COHEN: Exactly. And everybody has sort of a different way of doing this. Some people pray to deal with stress. Other people go to counseling. Some people like to take prescription medicine. Some people probably like to take non prescription medicine, we are not recommending that.
However, what a lot of doctors say is look, you need to get to the root problem. If the problem is that you're having financial issues, you need to tackle those financial issues head on. But, aha, here is the contradiction. If you don't have money, how do you get that kind of the counseling? Well, there is a group that gives out free counseling, for financial issues. It is called the National Foundation for Credit Counseling, NFCC.org. You go in, you put in your zip code, and out pops a bunch of free services.
LEMON: Good advice. Just don't do nothing. You have to do something.
COHEN: Don't do nothing, right. That is the bottom line.
LEMON: Inertia, momentum, put you -- tackle it, right?
COHEN: You have to do something. You have to tackle it. If you ignore it, remember that body we had up there? It's going to be way messed up.

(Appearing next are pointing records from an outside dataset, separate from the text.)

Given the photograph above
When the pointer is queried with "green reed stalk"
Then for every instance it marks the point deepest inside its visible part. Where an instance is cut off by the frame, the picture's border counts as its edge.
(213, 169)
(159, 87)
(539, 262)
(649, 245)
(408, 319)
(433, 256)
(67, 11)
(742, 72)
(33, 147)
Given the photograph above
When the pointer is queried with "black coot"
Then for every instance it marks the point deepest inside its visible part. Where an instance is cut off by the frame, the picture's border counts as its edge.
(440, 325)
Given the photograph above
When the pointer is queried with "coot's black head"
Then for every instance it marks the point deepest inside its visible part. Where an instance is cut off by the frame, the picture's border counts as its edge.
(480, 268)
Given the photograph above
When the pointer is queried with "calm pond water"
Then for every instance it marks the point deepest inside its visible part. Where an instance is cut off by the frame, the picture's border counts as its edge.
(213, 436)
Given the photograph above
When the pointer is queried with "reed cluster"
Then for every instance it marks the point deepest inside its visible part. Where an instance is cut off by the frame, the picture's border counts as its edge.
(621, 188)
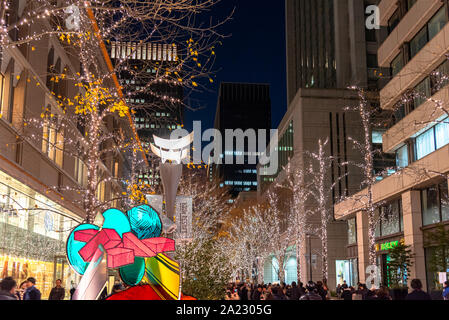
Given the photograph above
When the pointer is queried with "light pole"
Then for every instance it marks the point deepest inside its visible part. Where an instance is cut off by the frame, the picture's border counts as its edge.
(309, 236)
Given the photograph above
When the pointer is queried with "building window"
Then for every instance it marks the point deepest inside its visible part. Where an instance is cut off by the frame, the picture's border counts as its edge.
(390, 219)
(437, 23)
(429, 31)
(393, 21)
(425, 144)
(423, 92)
(80, 172)
(397, 64)
(402, 157)
(435, 204)
(371, 61)
(7, 92)
(53, 142)
(352, 231)
(376, 136)
(431, 140)
(442, 133)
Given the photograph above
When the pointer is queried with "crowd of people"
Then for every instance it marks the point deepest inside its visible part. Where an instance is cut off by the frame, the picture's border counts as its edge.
(244, 291)
(319, 291)
(27, 290)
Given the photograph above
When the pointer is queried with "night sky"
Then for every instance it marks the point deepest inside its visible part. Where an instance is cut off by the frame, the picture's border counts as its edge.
(254, 52)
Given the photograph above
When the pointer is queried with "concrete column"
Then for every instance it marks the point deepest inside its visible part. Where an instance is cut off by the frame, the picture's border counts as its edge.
(357, 51)
(362, 244)
(411, 208)
(342, 45)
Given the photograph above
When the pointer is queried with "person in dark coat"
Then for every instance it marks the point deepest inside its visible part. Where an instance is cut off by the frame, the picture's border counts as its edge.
(8, 289)
(417, 293)
(58, 292)
(362, 290)
(311, 292)
(257, 293)
(32, 293)
(346, 294)
(321, 290)
(294, 292)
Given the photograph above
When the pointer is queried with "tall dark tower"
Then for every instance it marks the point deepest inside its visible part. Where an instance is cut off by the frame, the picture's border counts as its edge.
(241, 106)
(157, 104)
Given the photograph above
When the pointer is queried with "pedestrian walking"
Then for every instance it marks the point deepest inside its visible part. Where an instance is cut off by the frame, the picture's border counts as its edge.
(32, 293)
(8, 289)
(257, 293)
(312, 293)
(20, 292)
(417, 293)
(446, 291)
(58, 292)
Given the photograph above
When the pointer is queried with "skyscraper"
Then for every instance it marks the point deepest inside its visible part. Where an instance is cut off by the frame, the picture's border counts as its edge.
(328, 46)
(242, 106)
(157, 104)
(328, 50)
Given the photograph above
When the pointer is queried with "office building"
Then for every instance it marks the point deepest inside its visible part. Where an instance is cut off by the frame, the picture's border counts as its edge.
(328, 50)
(413, 202)
(38, 204)
(158, 104)
(244, 106)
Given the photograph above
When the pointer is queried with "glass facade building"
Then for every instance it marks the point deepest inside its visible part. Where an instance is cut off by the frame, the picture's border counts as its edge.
(33, 232)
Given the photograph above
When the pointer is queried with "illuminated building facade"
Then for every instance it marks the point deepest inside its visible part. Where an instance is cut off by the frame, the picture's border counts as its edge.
(158, 104)
(241, 106)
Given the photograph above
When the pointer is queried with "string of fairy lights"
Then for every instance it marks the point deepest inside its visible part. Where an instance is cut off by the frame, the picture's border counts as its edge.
(92, 77)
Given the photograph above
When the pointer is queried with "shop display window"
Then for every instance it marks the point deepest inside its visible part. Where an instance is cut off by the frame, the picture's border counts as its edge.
(435, 204)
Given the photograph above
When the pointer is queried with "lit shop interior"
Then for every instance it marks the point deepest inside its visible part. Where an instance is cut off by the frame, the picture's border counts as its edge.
(33, 230)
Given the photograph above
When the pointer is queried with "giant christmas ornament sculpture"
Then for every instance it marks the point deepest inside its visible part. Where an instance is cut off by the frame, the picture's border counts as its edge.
(128, 242)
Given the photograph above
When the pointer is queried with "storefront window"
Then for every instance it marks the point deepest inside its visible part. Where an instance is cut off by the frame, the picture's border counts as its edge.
(430, 212)
(444, 201)
(442, 133)
(435, 204)
(347, 271)
(390, 223)
(33, 230)
(352, 231)
(437, 261)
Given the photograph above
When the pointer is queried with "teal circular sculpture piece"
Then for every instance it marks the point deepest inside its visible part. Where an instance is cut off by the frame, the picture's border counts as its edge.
(145, 222)
(133, 274)
(73, 248)
(117, 220)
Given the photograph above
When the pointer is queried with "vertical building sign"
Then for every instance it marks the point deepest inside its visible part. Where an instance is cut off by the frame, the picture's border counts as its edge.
(183, 218)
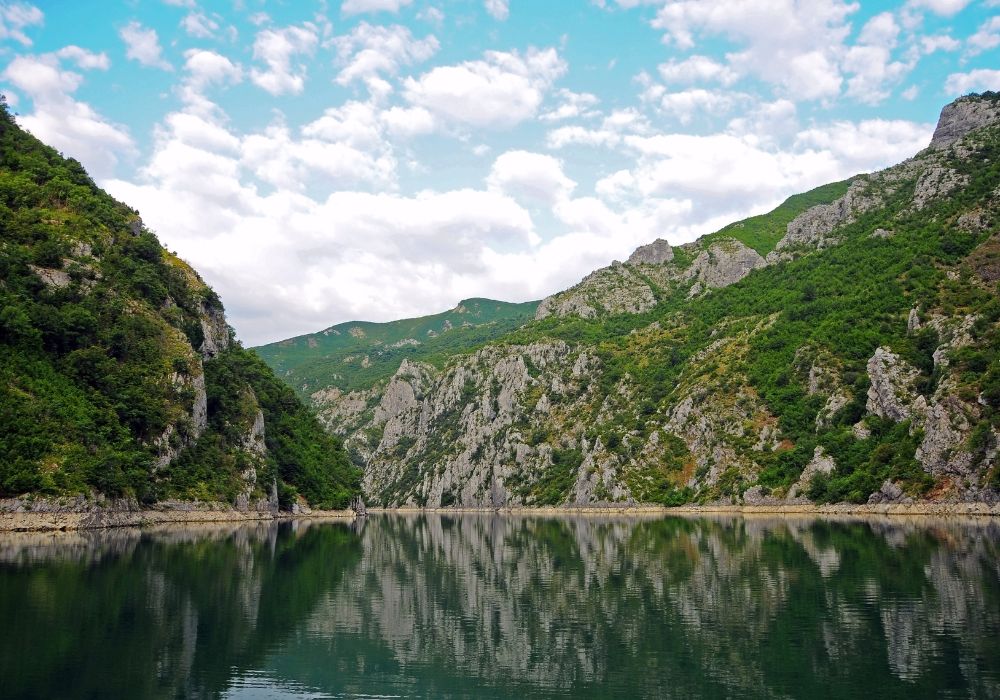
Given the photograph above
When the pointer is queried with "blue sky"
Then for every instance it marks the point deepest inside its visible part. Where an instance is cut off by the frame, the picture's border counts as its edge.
(373, 159)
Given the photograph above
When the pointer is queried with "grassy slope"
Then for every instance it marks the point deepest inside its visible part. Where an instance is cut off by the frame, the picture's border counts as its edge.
(333, 357)
(763, 232)
(847, 300)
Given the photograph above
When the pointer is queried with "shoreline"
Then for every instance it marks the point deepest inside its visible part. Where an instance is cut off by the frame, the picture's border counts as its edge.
(989, 510)
(47, 516)
(51, 517)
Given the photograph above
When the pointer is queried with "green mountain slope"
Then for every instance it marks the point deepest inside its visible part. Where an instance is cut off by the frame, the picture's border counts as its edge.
(118, 373)
(357, 354)
(763, 232)
(858, 360)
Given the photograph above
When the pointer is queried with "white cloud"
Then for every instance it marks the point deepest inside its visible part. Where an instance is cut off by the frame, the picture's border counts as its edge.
(407, 121)
(978, 80)
(73, 127)
(206, 69)
(533, 177)
(276, 48)
(498, 9)
(199, 25)
(870, 61)
(867, 145)
(685, 105)
(15, 18)
(85, 59)
(572, 105)
(938, 42)
(501, 90)
(353, 7)
(143, 45)
(370, 50)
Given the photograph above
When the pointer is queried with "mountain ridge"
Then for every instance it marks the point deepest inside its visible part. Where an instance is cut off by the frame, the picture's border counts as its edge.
(855, 361)
(119, 374)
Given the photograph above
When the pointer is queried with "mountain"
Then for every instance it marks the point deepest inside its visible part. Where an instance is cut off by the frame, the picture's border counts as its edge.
(357, 354)
(118, 372)
(844, 347)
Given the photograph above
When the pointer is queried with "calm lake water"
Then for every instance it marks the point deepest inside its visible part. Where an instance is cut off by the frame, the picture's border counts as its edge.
(484, 606)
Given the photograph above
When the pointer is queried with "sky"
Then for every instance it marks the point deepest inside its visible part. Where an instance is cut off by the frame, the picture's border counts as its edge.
(325, 161)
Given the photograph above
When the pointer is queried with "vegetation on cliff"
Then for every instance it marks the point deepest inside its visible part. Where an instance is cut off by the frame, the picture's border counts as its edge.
(853, 354)
(118, 373)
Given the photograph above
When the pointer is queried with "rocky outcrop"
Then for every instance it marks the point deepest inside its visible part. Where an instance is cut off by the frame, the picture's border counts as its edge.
(724, 263)
(815, 228)
(215, 331)
(543, 423)
(655, 253)
(963, 116)
(891, 394)
(820, 464)
(935, 183)
(616, 289)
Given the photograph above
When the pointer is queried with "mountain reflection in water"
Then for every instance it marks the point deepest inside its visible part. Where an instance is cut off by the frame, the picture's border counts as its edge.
(496, 606)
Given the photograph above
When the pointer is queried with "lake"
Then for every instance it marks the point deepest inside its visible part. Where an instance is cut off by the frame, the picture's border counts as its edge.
(506, 606)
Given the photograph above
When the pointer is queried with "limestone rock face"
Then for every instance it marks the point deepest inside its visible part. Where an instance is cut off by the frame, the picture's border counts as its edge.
(814, 228)
(889, 492)
(821, 463)
(962, 116)
(215, 331)
(935, 183)
(724, 263)
(891, 392)
(655, 253)
(611, 290)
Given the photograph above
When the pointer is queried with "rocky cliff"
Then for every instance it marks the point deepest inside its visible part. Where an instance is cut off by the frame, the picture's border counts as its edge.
(118, 372)
(845, 347)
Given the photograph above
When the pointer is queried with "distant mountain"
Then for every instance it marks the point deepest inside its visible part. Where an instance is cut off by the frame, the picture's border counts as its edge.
(118, 372)
(844, 347)
(357, 354)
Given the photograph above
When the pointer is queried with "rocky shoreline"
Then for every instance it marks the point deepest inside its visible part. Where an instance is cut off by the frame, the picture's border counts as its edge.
(80, 513)
(38, 515)
(880, 509)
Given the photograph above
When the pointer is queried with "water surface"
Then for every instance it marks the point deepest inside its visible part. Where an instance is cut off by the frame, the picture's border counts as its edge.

LEMON: Yes, thank you Elizabeth, good advice.
KEILAR: And we're keeping our eyes well, on bad weather in the Midwest over the weekend in Wisconsin. Heavy rain, tornadoes, there was damaging wind. And that prompted some flash flood, some forced evacuations.
Straight ahead, we're going to talk with Chad Myers and see what is in the forecast in that area.
(COMMERCIAL BREAK)
HARRIS: The big question in Texas, is who torched the governor's mansion? Fire gutted most of the second floor and the roof yesterday. Authorities say surveillance video and witness interviews led them to think this is a case of arson. National arson investigator and canine search teams are helping with that probe. The Austin mansion has been home to Texas governor, for more than 150 years. No one was there yesterday. The mansion's undergoing a multi million dollar renovation.
KEILAR :Well,as their boat took on water he hustled them off, then went down with the ship. The crew of a T&M sailboat is calling Roger Stone, the man that you see with the white hat, sitting on the right here, they're calling him a hero. The safety officer found dead yesterday, inside the Cynthia Wood, hours after five crewmates were plucked from the Gulf of Mexico. The boat was taking part in a regatta when it ran into trouble.
(BEGIN VIDEO CLIP)
STEVEN GUY, Texas A&M: The water was coming in and Roger said, you need to go out this way. So I held my breath to get ready to dive under and I felt him push me and it pushed me into the cockpit. And I got to the wheel I grabbed the wheel, because it was a way to orient myself and I pulled myself to the backs stay. Once I cleared the back stay I surfaced and I was right next to Steve.
(END VIDEO CLIP)
KEILAR: The man were in the water for 26 hours before they were found. Fish were starting to nibble on them, and something with a shark-like fin was circling. They were finally able to signal rescuers with a flashlight.
(BEGIN VIDEO CLIP)
CHIEF PETTY OFC. ALBERT SHANNON, COAST GUARD RESCUE SWIMMER: It's such a long shot, at times. You know, six people -- you know, people in the water in the vastness of the ocean, at night. You know, it's really -- even though you have your search grids and what not, it's still a needle in a hey stack to find somebody. So everyone was pretty excited that we actually found these guys, found them alive and in good shape.
(END VIDEO CLIP)
KEILAR: Coast Guard officials say the Cynthia Woods was missing its keel, which indicates a possible collision with something in the water. Because the keel helps stabilize the sail boat and keep it from overturning.
LEMON: Indiana's governor calls it a radical deluge, and these folks in Wisconsin and Minnesota and Iowa, would no doubt agree. Huge amounts of rain cause deadly and devastating floods, and it's not over yet.
KEILAR: It's not a force of nature, but it sure feels like one.